It's not fading interest from foreign buyers that's dragging down the market, Henderson said. "What's dragging down the market is people's fear that these (new government regulations) are going to further dampen the marketplace."
Henderson believes the second half of the year will be equally as sluggish in Vancouver's market, or even "potentially slower."
Toronto, land of eternal optimism
Not so for Toronto, where "there is a much healthier view of the market and much healthier view of the future," Henderson said.
The city has much more holding up its market than Vancouver does, Henderson noted: "It's a much bigger source of higher-paying jobs, knowledge economy jobs. It's the financial capital of Canada."
To be sure, Toronto's numbers look dismal compared to last year. Sales of million-plus homes are down a whopping 46 per cent in the first half of this year, from the same period last year.
Earlier on HuffPost Canada:
But that's not a good comparison, Henderson says, because last year marked the peak of the city's housing "buying frenzy," fuelled by a fear of missing out.
"You could argue that that was an anomaly, and it likely won't be repeated," Henderson said.
Compared to a more "normal" year, like 2015, sales above $1 million are up by 25 per cent in Toronto, and sales in the $4-million category, which still count as "luxury" even today, are up by 72 per cent.

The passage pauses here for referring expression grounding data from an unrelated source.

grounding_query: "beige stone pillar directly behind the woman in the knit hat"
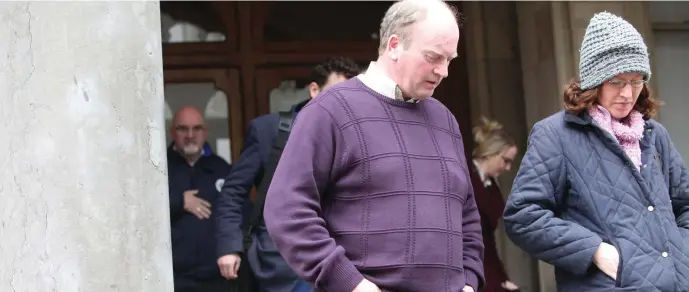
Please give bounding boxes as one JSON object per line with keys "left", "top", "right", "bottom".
{"left": 517, "top": 1, "right": 654, "bottom": 291}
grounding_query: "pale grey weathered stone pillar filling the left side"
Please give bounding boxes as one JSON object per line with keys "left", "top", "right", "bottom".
{"left": 0, "top": 1, "right": 173, "bottom": 292}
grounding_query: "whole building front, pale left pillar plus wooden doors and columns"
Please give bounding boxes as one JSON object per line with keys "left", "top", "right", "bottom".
{"left": 5, "top": 1, "right": 689, "bottom": 292}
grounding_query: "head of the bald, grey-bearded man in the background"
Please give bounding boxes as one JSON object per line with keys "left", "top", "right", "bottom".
{"left": 170, "top": 106, "right": 208, "bottom": 159}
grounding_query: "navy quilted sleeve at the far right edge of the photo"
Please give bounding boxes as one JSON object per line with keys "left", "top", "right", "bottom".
{"left": 659, "top": 126, "right": 689, "bottom": 235}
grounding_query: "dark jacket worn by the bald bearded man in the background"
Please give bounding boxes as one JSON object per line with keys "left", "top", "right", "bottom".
{"left": 167, "top": 146, "right": 231, "bottom": 285}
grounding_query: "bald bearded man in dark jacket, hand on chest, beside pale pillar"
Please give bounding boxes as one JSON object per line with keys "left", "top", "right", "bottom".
{"left": 167, "top": 106, "right": 233, "bottom": 292}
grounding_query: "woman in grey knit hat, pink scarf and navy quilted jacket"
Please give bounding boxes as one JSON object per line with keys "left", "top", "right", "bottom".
{"left": 504, "top": 12, "right": 689, "bottom": 292}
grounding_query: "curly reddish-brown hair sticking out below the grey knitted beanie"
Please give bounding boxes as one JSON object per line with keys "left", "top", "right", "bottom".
{"left": 563, "top": 79, "right": 663, "bottom": 120}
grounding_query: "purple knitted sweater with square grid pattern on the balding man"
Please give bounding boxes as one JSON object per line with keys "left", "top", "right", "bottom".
{"left": 264, "top": 78, "right": 483, "bottom": 292}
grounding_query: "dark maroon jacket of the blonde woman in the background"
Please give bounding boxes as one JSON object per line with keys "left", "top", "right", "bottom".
{"left": 469, "top": 162, "right": 509, "bottom": 292}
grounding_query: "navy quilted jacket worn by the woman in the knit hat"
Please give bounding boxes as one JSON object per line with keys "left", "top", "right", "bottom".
{"left": 504, "top": 111, "right": 689, "bottom": 292}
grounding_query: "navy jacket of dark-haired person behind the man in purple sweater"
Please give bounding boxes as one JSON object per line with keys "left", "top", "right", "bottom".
{"left": 216, "top": 100, "right": 308, "bottom": 291}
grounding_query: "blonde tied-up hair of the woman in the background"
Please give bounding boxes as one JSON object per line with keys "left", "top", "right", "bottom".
{"left": 471, "top": 117, "right": 517, "bottom": 159}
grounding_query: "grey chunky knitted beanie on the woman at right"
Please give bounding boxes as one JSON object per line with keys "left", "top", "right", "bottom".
{"left": 579, "top": 12, "right": 651, "bottom": 90}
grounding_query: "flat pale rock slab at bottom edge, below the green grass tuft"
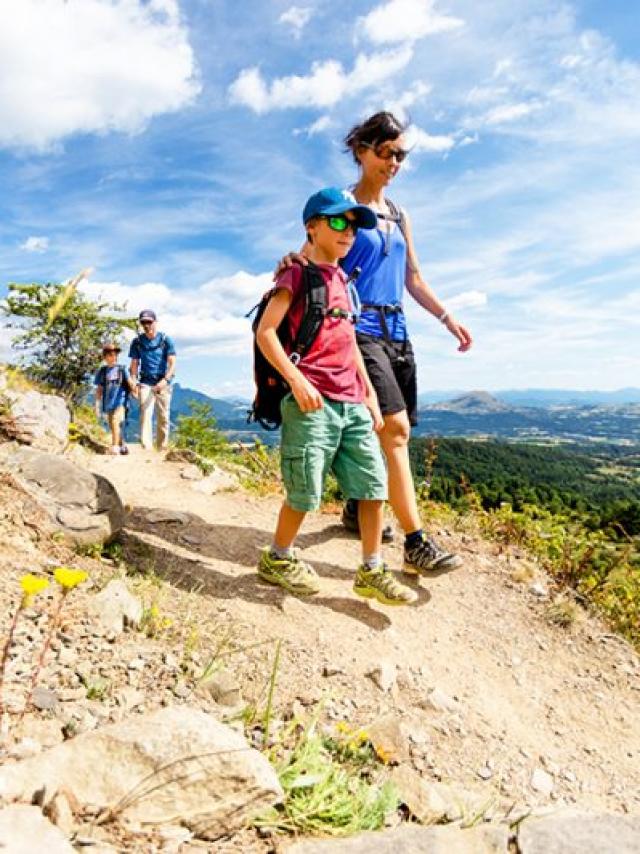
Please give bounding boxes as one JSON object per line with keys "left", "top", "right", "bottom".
{"left": 284, "top": 824, "right": 509, "bottom": 854}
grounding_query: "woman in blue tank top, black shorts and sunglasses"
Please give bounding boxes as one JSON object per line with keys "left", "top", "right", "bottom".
{"left": 279, "top": 107, "right": 472, "bottom": 575}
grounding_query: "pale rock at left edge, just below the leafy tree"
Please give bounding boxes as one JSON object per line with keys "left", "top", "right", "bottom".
{"left": 3, "top": 389, "right": 70, "bottom": 453}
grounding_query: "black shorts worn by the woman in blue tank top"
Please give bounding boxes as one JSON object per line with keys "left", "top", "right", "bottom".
{"left": 356, "top": 332, "right": 418, "bottom": 427}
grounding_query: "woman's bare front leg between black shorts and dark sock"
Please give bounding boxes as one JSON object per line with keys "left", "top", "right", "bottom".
{"left": 378, "top": 409, "right": 422, "bottom": 534}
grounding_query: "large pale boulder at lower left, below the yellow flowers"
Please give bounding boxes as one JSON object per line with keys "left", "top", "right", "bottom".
{"left": 0, "top": 706, "right": 283, "bottom": 850}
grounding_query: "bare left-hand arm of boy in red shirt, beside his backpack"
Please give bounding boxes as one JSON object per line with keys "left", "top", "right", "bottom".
{"left": 256, "top": 288, "right": 323, "bottom": 412}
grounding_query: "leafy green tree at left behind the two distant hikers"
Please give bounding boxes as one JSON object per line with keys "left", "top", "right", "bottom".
{"left": 0, "top": 274, "right": 136, "bottom": 409}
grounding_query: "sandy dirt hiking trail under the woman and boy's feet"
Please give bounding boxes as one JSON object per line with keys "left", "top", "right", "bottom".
{"left": 89, "top": 446, "right": 640, "bottom": 813}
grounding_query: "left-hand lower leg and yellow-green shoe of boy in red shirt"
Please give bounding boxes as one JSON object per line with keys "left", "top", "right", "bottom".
{"left": 258, "top": 502, "right": 320, "bottom": 596}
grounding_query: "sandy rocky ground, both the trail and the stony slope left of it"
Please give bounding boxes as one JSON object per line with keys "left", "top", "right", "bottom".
{"left": 0, "top": 448, "right": 640, "bottom": 852}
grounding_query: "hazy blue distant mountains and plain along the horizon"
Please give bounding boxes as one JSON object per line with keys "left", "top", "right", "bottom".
{"left": 161, "top": 384, "right": 640, "bottom": 444}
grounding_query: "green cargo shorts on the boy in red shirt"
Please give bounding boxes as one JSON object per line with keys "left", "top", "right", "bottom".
{"left": 280, "top": 394, "right": 387, "bottom": 511}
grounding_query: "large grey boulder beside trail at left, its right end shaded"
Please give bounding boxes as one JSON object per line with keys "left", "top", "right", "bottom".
{"left": 0, "top": 442, "right": 125, "bottom": 545}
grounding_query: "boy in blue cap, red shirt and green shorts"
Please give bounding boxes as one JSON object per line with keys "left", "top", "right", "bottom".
{"left": 256, "top": 187, "right": 417, "bottom": 605}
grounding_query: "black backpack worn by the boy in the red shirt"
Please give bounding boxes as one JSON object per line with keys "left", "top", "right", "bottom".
{"left": 245, "top": 262, "right": 360, "bottom": 430}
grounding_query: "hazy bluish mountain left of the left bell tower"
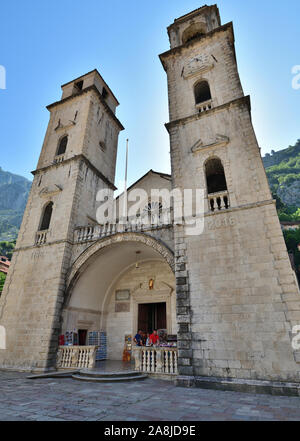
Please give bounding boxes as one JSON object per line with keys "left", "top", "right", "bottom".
{"left": 0, "top": 167, "right": 31, "bottom": 241}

In the second half of this year, "we will see an increase in activity in Toronto, more people returning to marketplace, more upward pressure on prices," Henderson predicted.
Homebuyers could find themselves under a bit more financial pressure after Wednesday, when the Bank of Canada is expected to hike its key lending rate for the fourth time in a year. The rates on variable mortgages and home-equity lines of credit typically rise when the BoC hikes its rate.
"That will do an effective job of keeping people from getting irrationally exuberant," Henderson said.
The Sotheby's report also looked at two other top-tier housing markets, Calgary and Montreal. Here are its findings, in brief:
Of the four cities Sotheby's looked at, Montreal is the only to have seen sales of million-plus homes rise in the past year — up 25 per cent in the past year, a much stronger showing than average.
"The market has been driven by strong local demand, and has been undeterred by rising interest rates and new mortgage rules," Sotheby's said in its report.
That may have something to do with the record-low unemployment rates Quebec has seen in recent months, as well as growing interest from non-Canadian buyers in the wake of foreign buyers' taxes in Toronto and Vancouver.
Montreal "has always been in the shadow of Toronto and Vancouver, but it has come out as a bright spot in the last little while," Henderson said.
Sales of million-plus homes fell by 11 per cent in the first half of this year, compared to the same period last year, when the city's housing market seemed to be recovering from the oil price crash.
But that was "premature optimism," Henderson said, "and now, because the oil slump has dragged on for so long ... it is still not translating into more people looking for homes."
"We are going to see continued downward pressure on prices and sales" in Calgary, he predicted.